四童子は四つ子でよくこんな事があるが、茨木、お前は違うだろう?
「イヤイヤイヤ、若!今は時期が悪いです!」
「うちの玄孫ですよね?!一人しかいない跡取りですよ!なんてことしてくれたんですか!」
「あー、角まで与えて…諦めろ星熊 。」
「番にしちゃってるからもう無理だ。」
口々に喋る、四童子。
茨木はぷるぷると震えている。
「あなたは!なんて事を!!友人の弟を手籠めにしたんですか?!」
美しい柳眉を吊り上げ募る。
(失礼な。百合も喜んで受け入れた。
茨木、お前が怒ることは珍しいな。)
「あれも、良いと言った。」
(緋もこれの価値を見出したなら、祝福すると言った。
俺は運命をその手で掴んで手に入れた。
ずっとずっと大事にする。
毎日愛もたっぷり注いでいる。)
「は?!そんなはずはありません!彼女はこの子を溺愛していたはずです!」
尚も詰する従者が少し煩い。
「【少し黙れ】」
「あぐっ!!!!!」
煩いので【呪 】を使い、言葉を奪った。
少し静かになった奴らに食事の手配と父母に報告を頼む。
口々に文句を言ってはいたが、皆 祝福はしてくれた。
『お妃様にまたご挨拶に参りますが、若…本当にあの食事をお与えになるのですか?了承は…いえ、出過ぎた真似でした。

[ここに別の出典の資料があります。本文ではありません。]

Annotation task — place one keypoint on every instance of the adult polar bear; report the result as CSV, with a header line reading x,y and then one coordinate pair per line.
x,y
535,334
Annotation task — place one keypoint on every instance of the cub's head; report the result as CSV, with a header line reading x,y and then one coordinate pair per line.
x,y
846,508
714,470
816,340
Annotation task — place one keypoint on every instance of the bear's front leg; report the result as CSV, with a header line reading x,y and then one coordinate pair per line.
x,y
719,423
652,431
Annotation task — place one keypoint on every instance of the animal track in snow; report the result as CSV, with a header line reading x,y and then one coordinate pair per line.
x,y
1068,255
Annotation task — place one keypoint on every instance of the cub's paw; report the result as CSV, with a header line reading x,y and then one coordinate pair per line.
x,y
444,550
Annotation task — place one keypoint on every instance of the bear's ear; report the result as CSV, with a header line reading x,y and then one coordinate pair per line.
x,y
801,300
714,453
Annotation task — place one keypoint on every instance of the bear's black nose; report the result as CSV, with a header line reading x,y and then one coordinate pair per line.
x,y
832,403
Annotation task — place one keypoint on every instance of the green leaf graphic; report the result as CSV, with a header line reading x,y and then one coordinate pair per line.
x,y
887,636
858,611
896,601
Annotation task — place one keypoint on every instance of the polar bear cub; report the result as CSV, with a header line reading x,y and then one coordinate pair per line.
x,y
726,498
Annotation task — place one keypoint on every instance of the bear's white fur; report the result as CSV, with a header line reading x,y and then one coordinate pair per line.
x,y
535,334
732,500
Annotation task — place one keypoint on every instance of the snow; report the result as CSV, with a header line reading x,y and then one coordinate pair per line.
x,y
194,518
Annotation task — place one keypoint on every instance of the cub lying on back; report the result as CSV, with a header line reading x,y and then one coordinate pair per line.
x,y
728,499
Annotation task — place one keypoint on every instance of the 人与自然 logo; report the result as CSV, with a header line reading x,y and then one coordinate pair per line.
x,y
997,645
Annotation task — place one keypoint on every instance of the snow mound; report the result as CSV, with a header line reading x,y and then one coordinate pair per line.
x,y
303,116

お妃様はまだまだ幼いですから、お菓子などもお持ち致します。』
茨木はそんな事を少し悲しそうな顔をして言い、出ていった。
これから暫くは蜜月を過ごす予定だ。
狩りもするが、あいつらに任せることも多いだろう。
お姫様がどれくらい食べるかはわからんが、こいつもなかなか強い。
十日ほど過ごした発情期でたっぷり俺も与えたが、かなり持っていく大食らいだ。
これからも色々とお前が強くなるために、もっと与える。
俺もあれらもたっぷり喰らい、早く大きく、強くなれ。
そして、早く俺のところに堕ちて来い。
俺のお姫様、お前の羽化を俺は待つ。